Sunday, December 12, 2010

New York Oracle User Group 2010 Session

Thank you for all those who came to my session in NYOUG Metro Area Meeting. I know you had choices; and  I am honored by for gracing my session. I apologize for running out of time. In the hindsight, I should have entertained questions at the end.

You can download the presentation here.
You can download the paper that describes the presentation here.

Based on the feedback I received, I started a new blog series "100 Things You Probably Didn't Know About Oracle Database". You may want to check out the first of the series. It talks about the commits and the frequency of block flushes to the disk - questions that came up during my presentation.

100 Things You Probably Didn't Know About Oracle Database

Recently, while delivering a presentation on Cache Fusion at New York Oracle Users Group (www.nyoug.org), the regional user group where I have been a long time member, I was surprised to hear from many participants some beliefs they had held for a long time that were completely wrong. I always thought these were as obvious as they come; but of course I was dead wrong. What was even more surprising that most of these believers were veterans in Oracle Database technologies; not newbies. Part of the problem – I think – lies with the system that focuses on the execution rather than learning and part of it due to the lack of clear documentation. During that discussion some encouraged me to write about these.
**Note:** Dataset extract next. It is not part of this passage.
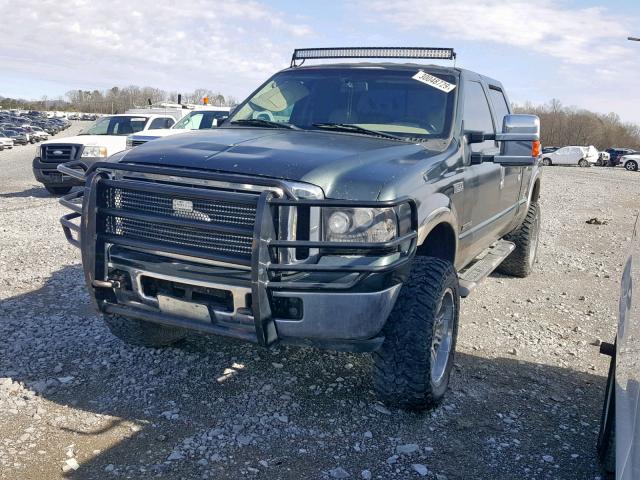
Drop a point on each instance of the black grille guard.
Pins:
(266, 270)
I immediately agreed it was a great idea and merited serious attention. Here is the product: my attempt at explaining some of the “mysteries” of how Oracle Database operates. I will cover 100 such nuggets of information, roughly once a week.

Before you start, however, I would like to bring your attention to this important point. You may already be aware of these facts. I did; so it is reasonable to believe that a vast majority would as well. Under no circumstances I am claiming these to be ground breaking or awe-inspiring. If you are already familiar with this specific knowledge, I am not at all surprised. Please feel free to skip. For those who read on, I hope you found these helpful and will take a moment to write to me how you felt.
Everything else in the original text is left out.